It’s been said that I’ve called Google Plus “one of the subtlest and most user-friendly ontology development systems we’ve ever seen.” I did, and you can listen for yourselves on the Semantic Link podcast.
Why did I do so? Well, G+ follows some of the basic principles of linked data: it uses persistent HTTP URIs for people, Sparks (concepts) and posts. It allows you to indicate a relationship between to entities and give that relationship a type. It collects, and types, attributes about entities from the expected experts – the entities themselves. This is a “Field Trial,” so basic is just about all we should expect. Given the reported adoption rates, I think it’s made a pretty good start.
Let’s take those points one at a time, with pictures.
Persistent URIs for People
Everyone with a G+ account gets assigned a random string of numbers as their unique identifier. If you wish to discover yours, hover over your name and look to the status bar. If you want an easier way to copy & paste it, then visit profiles.google.com/yourusername and you will be redirected to your numerical equivalent, on your “posts” tab. Why not use the name you’ve indicated on your account as your identifier? Simply put, names change. A traditional example is marriage – one or both parties to the marriage usually change their name. Rather than managing the complex process of deprecation and subsumption of changing labels (names), a random unique identifier is used. This identifier is persistent. It also helps protect users by hiding their presumed email address and account usernames from spammers and crackers. You can swap out “posts” for any of your G+ tabs to see publicly available content: Posts, About, Photos, Videos, Buzz.

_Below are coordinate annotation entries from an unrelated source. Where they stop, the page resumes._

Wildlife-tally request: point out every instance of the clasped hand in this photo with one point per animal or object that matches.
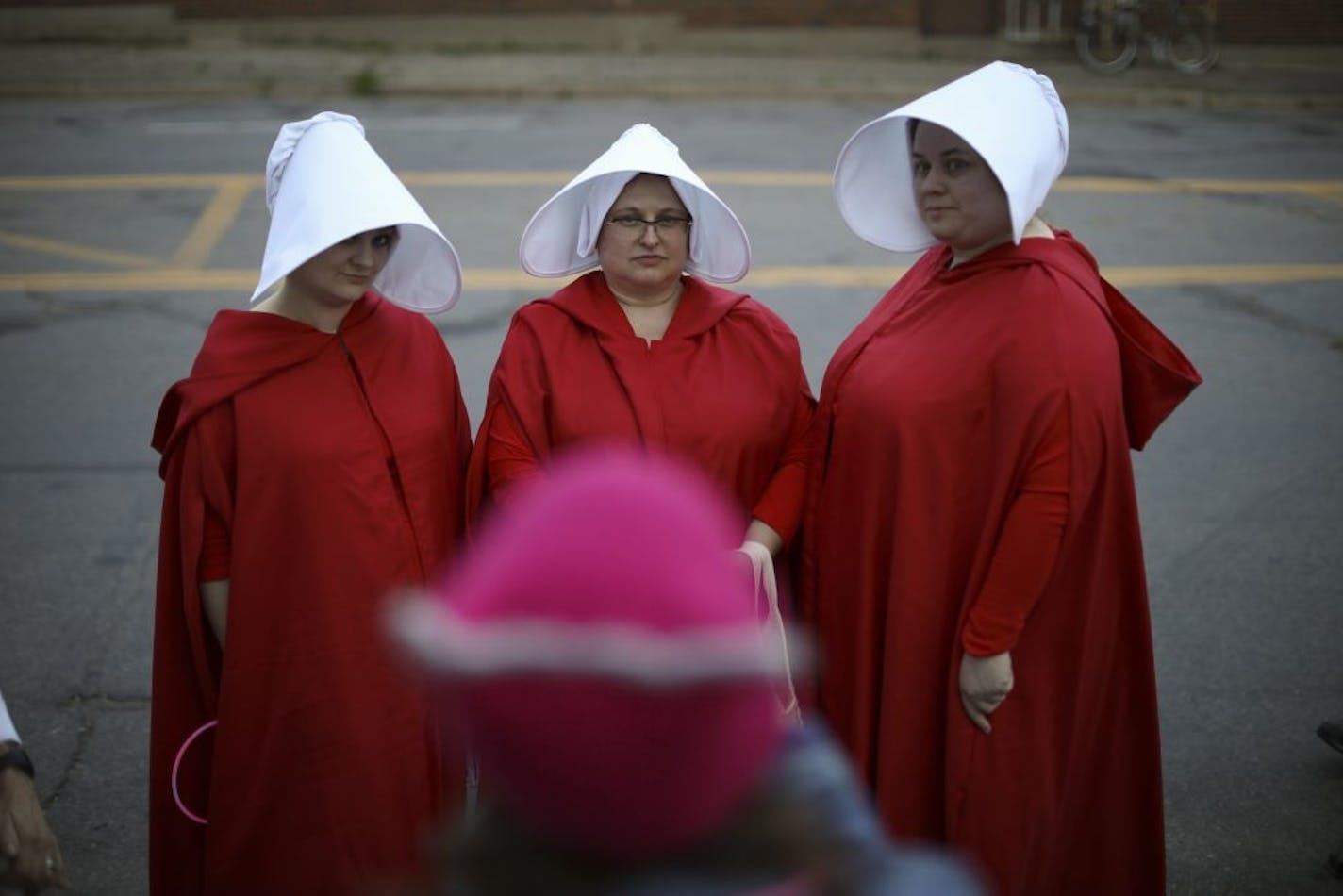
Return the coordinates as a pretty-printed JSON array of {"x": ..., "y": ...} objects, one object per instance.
[
  {"x": 985, "y": 683},
  {"x": 28, "y": 855}
]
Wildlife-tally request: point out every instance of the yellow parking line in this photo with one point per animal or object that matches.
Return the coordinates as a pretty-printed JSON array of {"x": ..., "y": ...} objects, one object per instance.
[
  {"x": 78, "y": 253},
  {"x": 127, "y": 181},
  {"x": 212, "y": 224},
  {"x": 233, "y": 281}
]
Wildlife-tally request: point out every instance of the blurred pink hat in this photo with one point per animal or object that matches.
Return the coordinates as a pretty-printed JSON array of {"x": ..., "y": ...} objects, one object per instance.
[{"x": 601, "y": 655}]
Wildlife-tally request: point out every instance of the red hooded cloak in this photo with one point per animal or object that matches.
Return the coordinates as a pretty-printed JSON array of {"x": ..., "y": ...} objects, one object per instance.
[
  {"x": 931, "y": 417},
  {"x": 724, "y": 390},
  {"x": 336, "y": 464}
]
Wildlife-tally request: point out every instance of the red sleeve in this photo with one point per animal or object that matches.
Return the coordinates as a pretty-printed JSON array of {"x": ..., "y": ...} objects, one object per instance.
[
  {"x": 1026, "y": 550},
  {"x": 781, "y": 506},
  {"x": 507, "y": 453},
  {"x": 215, "y": 548}
]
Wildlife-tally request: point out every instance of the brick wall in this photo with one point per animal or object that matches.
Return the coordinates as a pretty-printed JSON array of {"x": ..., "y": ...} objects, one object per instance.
[
  {"x": 1268, "y": 22},
  {"x": 1248, "y": 22},
  {"x": 696, "y": 13}
]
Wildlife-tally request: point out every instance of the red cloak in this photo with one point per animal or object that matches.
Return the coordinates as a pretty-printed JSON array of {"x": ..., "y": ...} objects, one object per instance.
[
  {"x": 724, "y": 389},
  {"x": 336, "y": 462},
  {"x": 930, "y": 418}
]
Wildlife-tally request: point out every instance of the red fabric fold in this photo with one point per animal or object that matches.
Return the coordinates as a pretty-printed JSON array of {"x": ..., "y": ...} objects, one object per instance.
[
  {"x": 927, "y": 430},
  {"x": 724, "y": 389},
  {"x": 325, "y": 767}
]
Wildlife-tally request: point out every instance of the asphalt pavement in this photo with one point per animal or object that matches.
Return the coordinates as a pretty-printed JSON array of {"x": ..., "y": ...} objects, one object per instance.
[{"x": 141, "y": 53}]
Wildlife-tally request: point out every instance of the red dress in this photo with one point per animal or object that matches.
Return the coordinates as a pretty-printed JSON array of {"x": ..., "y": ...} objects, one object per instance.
[
  {"x": 336, "y": 464},
  {"x": 722, "y": 389},
  {"x": 974, "y": 411}
]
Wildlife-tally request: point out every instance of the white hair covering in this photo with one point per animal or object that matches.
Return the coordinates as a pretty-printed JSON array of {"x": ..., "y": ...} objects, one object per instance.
[
  {"x": 1009, "y": 114},
  {"x": 325, "y": 183},
  {"x": 561, "y": 237}
]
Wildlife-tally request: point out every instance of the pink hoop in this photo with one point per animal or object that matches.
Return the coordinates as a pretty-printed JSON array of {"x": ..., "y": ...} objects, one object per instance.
[{"x": 176, "y": 763}]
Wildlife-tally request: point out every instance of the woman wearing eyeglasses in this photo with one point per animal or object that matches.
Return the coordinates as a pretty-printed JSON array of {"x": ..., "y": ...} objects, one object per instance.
[{"x": 642, "y": 350}]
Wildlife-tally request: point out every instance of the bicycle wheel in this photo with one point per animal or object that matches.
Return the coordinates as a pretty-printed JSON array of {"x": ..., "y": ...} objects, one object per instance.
[
  {"x": 1191, "y": 40},
  {"x": 1107, "y": 37}
]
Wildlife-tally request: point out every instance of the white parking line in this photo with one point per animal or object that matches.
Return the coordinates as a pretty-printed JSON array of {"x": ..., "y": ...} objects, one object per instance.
[{"x": 420, "y": 124}]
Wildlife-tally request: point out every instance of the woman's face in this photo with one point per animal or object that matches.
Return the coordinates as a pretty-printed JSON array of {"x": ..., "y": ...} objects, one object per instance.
[
  {"x": 645, "y": 261},
  {"x": 958, "y": 196},
  {"x": 341, "y": 273}
]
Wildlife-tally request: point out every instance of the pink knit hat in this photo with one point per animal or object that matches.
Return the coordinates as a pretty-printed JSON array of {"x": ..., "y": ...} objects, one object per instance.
[{"x": 602, "y": 657}]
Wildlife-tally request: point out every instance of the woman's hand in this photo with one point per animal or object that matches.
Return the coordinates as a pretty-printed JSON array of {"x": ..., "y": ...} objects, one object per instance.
[
  {"x": 30, "y": 857},
  {"x": 985, "y": 683}
]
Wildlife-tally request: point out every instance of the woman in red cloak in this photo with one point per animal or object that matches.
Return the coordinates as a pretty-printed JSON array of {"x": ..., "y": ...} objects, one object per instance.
[
  {"x": 643, "y": 351},
  {"x": 313, "y": 461},
  {"x": 972, "y": 563}
]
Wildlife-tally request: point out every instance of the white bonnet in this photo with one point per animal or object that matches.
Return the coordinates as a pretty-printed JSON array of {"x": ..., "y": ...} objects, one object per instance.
[
  {"x": 1010, "y": 114},
  {"x": 325, "y": 183},
  {"x": 560, "y": 240}
]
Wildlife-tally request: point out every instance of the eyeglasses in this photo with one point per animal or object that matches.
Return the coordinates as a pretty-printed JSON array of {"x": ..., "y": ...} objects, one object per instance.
[{"x": 664, "y": 224}]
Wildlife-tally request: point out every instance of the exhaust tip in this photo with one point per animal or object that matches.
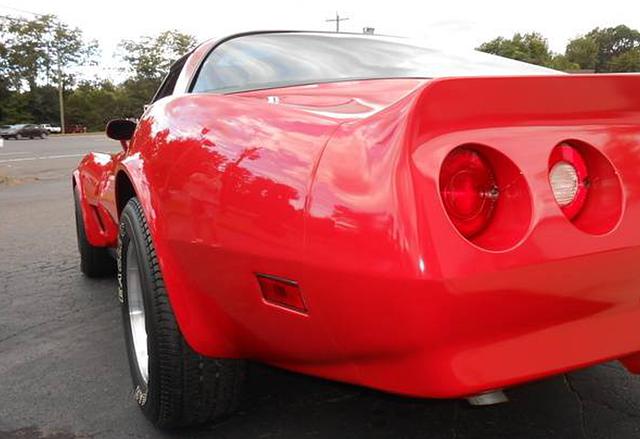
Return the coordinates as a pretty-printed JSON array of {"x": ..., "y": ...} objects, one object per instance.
[{"x": 488, "y": 398}]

[click images to open them at full size in new tabs/windows]
How is this ontological? Well, you now have a URI. You are the subject in the subject-predicate-object triple which is the foundational element of an ontology. You find, either by searching for or G+ recommending to you, people to whom you want to connect. They also have a URI. They are the object in the triple. You put them into a Circle. The Circle has a label – all of the people in this Circle are “Friends.” The Circle is the predicate of your triple, and has been identified as being the predicate “Friends.” How simple is that? Over 20 million people are now building ontologies of their social networks, and most don’t even know it. Somewhere in my psyche is my inner Brain cackling at how we’re going to take over the world.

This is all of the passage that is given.